My disaster

I've noticed, with my choice of movie clips in this activity, that my inner child has a strong connection with frogs (or toads). I hadn't realised that before doing this.

I can also think of two connections between frogs and me in my life - like Ulmer's activities, I'll write this in the third person to see if that gives me an external view of my internal experience (or something like that anyway :) )

Where's Beany Frog?

This is my Beany Frog
With a child's simplicity of thought, Beany Frog was exactly that - a bean-bag frog, handmade with big, bulbous, beady eyes. He was probably more of a toad, the adults thought, but to her he was Beany Frog.

He had a pleasant hissy, floppy way of moving and was a satisfying, dense and comforting weight in her small hands. And then one day, he was gone.

"Where did you last have him?" she was asked. That was a silly question - he was Beany Frog, he was always there. But not this time.

She was very upset, nothing could replace him - he left a space in her life much bigger than would be expected for a beanbag toy. She learnt what it meant to lose something important, something that, for all the wishing in the world, couldn't be brought back, not even by her parents and they could do anything!

One day, many years in the future, the family were packing up the house to move to a foreign land. The mother was sorting old toys and games into piles - for charity, for friends, for keeping. Then, she laughed and her sensible, grown-up daughter looked to see why.

As her mother turned, she held up a non-descript bundle of floppy material. The beans hissed through the flexible body and Beany Frog appeared. The daughter took him and felt the satisfying weight in her sensible, grown-up hand. She put him on her pile of belongings to move with the family.

He was back; he would stay this time. He was Beany Frog and he was always there.

Treefrogs in Canada

By Duncan Rawlinson (thelastminute)
Two friends, Q and Z, sat down to talk. They had finished their undergraduate study and they wanted to celebrate.

The money saved this year wasn't in a pot for university; time for a holiday. They didn't have to be back for the new academic year, they were free.

And, they agreed, they were going to Canada - big spaces, big skies, big bagels. Q had family there, an aunt and uncle, a place they could stay, and they would travel to other places, take their time and absorb and learn.

The aunt and uncle lived in a house in a national park, a protected area. Z had just completed her degree in zoology, and was in seventh heaven, much to the concern of Q and her aunt.

"Just so long as I don't wake up and find you've brought the frogs into the house!" Q said.

Because there were frogs - hundreds of frogs. Z listened to them that first night, what a glorious sound! (Listen to the treefrog (c)Doug Von Gausig) In the daytime, she peeped behind the postbox, under the eaves, any dark place and there they were, snug in the shade and peeping back. At night, they came out, covering the ground - little frogs everywhere.

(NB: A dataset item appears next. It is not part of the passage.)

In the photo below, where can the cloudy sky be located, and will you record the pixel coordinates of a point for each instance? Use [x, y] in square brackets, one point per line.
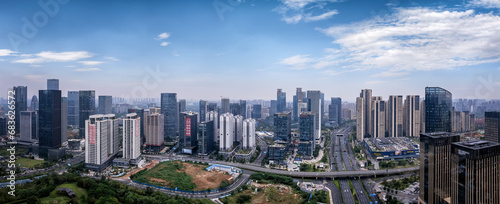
[247, 49]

She found, if she sat on the ground and stayed very still, they would come to her. They didn't like any sudden movement; they vanished when her friend tried to take a picture so the only memory remains in her mind.

She would sit there with tiny frogs over and around her; she was a thing to be climbed. Best of all was when they wandered up her hands - if she moved very slowly, she could bring the hand closer and look at the tiny creature holding on to her finger with perfect fingerpads. The careful way they would turn, placing each finger gently; the speed they would jump away if she moved too quickly. She learned to move calmly and s l o w l y.

She would look at the frog, and the frog would look at her, and time stopped - for as long as the frog chose to stay.